Laut Branchenverband beträgt der Anteil der sich im Ruhestand befindlichen Busreisenden 53,5 Prozent. Die Familie Damerow weiß das und setzt noch eins drauf: den persönlichen Kontakt. Die Chefin hat die Nummern vieler Kunden im Kopf und oft erkennt sie jemanden allein an der Stimme.
Familie Damerow von links nach rechts: Elke, Thomas, Andreas, Maria und Stefanie Damerow, vorne die Enkelkinder Alicia und Maximilian im Betriebshof von Omnibus Damerow in Baiersdorf. foto: Cindric
Familie Damerow von links nach rechts: Elke, Thomas, Andreas, Maria und Stefanie Damerow, vorne die Enkelkinder Alicia und Maximilian im Betriebshof von Omnibus Damerow in Baiersdorf. foto: Cindric

So hektisch hätt’ ich’s mir nicht vorgestellt«, bekennt Maria Damerow aus Forchheim. »Wir sind eigentlich rund um die Uhr fürs Geschäft da!

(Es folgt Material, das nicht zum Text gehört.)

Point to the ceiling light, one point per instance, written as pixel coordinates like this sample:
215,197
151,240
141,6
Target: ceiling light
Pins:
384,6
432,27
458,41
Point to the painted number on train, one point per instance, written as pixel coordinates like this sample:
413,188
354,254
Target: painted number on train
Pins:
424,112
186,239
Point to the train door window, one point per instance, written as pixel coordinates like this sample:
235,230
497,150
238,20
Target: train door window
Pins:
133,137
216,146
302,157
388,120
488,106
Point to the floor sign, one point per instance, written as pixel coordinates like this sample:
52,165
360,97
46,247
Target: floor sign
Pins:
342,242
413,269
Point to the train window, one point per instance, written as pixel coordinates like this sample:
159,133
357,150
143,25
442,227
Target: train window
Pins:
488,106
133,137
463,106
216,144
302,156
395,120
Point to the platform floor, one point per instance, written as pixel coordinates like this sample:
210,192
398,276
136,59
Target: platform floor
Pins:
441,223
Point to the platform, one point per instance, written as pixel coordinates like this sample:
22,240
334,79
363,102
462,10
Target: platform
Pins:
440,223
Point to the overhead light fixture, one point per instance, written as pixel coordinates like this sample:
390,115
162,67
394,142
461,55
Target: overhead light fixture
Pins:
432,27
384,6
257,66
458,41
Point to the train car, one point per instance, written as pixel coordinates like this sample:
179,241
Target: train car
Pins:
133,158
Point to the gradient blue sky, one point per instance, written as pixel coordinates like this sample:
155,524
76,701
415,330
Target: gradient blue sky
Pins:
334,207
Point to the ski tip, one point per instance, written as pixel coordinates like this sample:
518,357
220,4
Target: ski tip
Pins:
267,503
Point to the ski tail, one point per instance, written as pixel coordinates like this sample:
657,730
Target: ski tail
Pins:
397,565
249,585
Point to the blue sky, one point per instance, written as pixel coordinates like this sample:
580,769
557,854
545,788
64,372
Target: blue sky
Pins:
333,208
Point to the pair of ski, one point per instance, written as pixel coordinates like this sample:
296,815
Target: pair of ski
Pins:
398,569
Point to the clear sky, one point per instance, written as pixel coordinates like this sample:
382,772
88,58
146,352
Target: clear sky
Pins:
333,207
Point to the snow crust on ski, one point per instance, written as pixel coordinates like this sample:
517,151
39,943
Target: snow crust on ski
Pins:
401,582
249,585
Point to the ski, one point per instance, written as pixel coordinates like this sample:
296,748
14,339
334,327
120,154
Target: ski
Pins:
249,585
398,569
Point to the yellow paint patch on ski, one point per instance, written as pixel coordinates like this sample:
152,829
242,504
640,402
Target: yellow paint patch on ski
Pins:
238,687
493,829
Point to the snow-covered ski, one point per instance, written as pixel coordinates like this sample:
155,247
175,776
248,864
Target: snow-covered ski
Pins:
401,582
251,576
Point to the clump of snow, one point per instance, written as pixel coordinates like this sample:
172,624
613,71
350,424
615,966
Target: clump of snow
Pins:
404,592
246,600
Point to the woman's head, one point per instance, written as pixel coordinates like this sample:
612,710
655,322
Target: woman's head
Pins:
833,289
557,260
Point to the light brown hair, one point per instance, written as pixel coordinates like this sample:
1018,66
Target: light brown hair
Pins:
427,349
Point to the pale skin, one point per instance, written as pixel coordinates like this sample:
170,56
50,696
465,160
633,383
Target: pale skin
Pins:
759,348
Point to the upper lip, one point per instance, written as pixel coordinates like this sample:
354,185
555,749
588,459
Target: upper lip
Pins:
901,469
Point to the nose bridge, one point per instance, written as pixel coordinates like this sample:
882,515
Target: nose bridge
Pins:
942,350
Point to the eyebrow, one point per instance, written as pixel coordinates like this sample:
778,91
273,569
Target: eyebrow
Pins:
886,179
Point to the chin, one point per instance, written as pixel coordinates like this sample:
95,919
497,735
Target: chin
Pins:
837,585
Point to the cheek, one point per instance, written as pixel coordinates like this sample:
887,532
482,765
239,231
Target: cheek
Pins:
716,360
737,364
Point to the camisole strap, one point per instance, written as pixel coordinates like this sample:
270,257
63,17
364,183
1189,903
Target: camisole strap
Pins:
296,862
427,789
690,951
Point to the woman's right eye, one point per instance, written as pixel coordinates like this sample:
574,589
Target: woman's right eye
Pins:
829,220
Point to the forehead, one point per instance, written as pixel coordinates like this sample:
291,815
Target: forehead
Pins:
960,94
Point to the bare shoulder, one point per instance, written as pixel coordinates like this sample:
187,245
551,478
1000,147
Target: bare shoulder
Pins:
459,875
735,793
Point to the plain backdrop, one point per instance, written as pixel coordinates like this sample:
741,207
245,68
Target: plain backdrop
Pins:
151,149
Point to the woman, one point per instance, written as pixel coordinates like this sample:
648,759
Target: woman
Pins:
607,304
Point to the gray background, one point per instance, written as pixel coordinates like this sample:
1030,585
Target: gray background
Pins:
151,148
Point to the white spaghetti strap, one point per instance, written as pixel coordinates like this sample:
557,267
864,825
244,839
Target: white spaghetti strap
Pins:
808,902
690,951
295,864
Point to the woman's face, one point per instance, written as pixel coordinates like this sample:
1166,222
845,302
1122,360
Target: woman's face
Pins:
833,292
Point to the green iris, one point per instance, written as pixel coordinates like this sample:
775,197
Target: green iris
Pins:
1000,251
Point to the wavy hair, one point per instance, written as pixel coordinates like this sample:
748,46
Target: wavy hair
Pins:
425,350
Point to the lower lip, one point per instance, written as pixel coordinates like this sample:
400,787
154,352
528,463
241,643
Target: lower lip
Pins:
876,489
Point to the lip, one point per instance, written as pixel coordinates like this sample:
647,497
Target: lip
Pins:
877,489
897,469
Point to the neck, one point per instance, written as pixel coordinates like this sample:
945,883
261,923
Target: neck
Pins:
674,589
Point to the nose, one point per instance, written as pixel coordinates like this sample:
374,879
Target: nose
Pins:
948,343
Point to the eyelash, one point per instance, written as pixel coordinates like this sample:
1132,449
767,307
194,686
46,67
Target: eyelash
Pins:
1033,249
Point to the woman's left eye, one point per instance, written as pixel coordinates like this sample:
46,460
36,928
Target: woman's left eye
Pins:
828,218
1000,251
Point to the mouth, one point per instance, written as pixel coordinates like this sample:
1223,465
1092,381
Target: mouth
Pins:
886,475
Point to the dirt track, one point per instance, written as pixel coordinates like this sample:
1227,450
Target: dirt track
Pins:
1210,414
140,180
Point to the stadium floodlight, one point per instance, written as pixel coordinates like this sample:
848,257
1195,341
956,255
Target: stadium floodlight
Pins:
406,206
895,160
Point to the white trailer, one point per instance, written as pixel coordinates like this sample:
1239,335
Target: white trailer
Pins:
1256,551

Ich arbeite mindestens 14 Stunden am Tag. Es gibt, bis auf wenige Ausnahmen, auch kein Wochenende. Also, man muss es gern machen, sonst … «

Der Rest bleibt offen. Für die Oberfränkin ist alles gesagt. Zeit hat die Chefin von »Omnibus Damerow« nämlich keine. Morgens ist die 66-Jährige schon um halb sechs Uhr auf den Beinen, eine halbe Stunde später geht sie auf Linienfahrt. Von Forchheim über Erlangen nach Weisendorf. »Ich fahre seit 13 Jahren Schulbus, immer dieselbe Linie. Und ich habe ganz liebe Kinder!«, erzählt sie. Außerdem schwärmt sie, wie leidenschaftlich gerne sie mit dem 18-sitzigen Kleinbus durch die Gegend kurvt.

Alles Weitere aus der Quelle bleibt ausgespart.